Notebook

Match and replace text.¶

Let's say some gave you a repo where a class exists with the a property A.bb but someone also decided to but in A.b together with A.bbb.

You needed to refactor some names and rename bb to c.

text.replace(old,new,count) doesn't really play well with the code:

In [1]:

text = """
A.b
A.bb
A.bbb
"""

In [2]:

print(text.replace('bb', 'c'))

A.b
A.c
A.cb

As you can see, the property A.bbb became A.cb which defeats the purpose.

You could of course include A.bb in the text, but that's just playing on the specific example I've been able to come up with.

A better option: Include the name space which the text shouldn't be confused with.

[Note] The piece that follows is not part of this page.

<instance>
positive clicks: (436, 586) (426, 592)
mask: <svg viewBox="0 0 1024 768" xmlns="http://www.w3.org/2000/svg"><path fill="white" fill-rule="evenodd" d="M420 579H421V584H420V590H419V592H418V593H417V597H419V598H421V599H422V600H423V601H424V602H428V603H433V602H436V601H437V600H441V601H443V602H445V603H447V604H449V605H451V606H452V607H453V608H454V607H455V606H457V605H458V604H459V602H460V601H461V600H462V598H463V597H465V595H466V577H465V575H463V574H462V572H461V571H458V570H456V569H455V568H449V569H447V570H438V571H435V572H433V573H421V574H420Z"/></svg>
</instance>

Let's start with a very generic test case:

In [3]:

text = '111011010110111'

We want to replace 11 in the text with 2, so it becomes:

In [4]:

text = '1110201020111'

We could expand the test case to include replacements which are both shorter, equal to and longer than the original 11 we are looking for:

In [5]:

def test_1():
    name_space = ['111', '11', '1']
    text = '111011010110111'
    old = '11'

    expected = "1110{n}010{n}0111"
    for new in ['2', '22', '222']:
        output = replace(text, old, new, name_space)
        assert output == expected.format(n=new)

To satisfy the test case, we will only need the replace function:

In [6]:

def replace(text, old, new, name_space):
    if name_space and old not in name_space:
        raise ValueError(f"{old} is not in the namespace")

    # eliminate all irrelevant names from the name_space
    reduced_name_space = [n for n in name_space if old in n]
    # and create a bitmap for longer names where the target is within the name
    # but obviously shouldn't be overwritten:
    bytemap = [0 for _ in text]
    names = sorted(reduced_name_space, key=lambda x: len(x), reverse=True)
    for name in names:
        value = 2 if name == old else 1

        index = 0
        for i in range(text.count(name)):
            index = text.index(name, index)
            if bytemap[index] == 0:
                for j, letter in enumerate(name):
                    bytemap[j+index] = value
            index += len(name)
    # at this point the only match that has a 2 in the bitmap will be the
    # target (looking_for)
    if 2 not in bytemap:
        raise ValueError(f"{old} not found")

    new_text = []

    start, end = 0, 0
    while end < len(bytemap):
        try:
            end = bytemap.index(2, start)
            new_text.append( text[start:end] )
            new_text.append(new)
            start = end + len(old)
        except ValueError:
            new_text.append( text[start:] )
            break
    return "".join(new_text)

Now the test will work:

In [7]:

name_space = ['111', '11', '1']
text = '111011010110111'
old = '11'

expected = "1110{n}010{n}0111"
for new in ['2', '22', '222']:
    output = replace(text, old, new, name_space)
    assert output == expected.format(n=new), output
    print(old, "-->", new, "=", output)

11 --> 2 = 1110201020111
11 --> 22 = 111022010220111
11 --> 222 = 11102220102220111

Some comments:

The code is reasonably performant as the name_space is reduced to substrings which contain the old string.
As the search starts with the longest name that contains the substring, the risk of overwrite is zero.
Updating the bytemap (not bitmap) is also very efficient as we only flip a digit when we have match.
The search for replacements operates on "chunks", whereby the slicing operation doesn't duplicate the characters, but merely sets a pointer.
Finally we use .join to generate the output string.

For my tooling needs, I'm satisfied.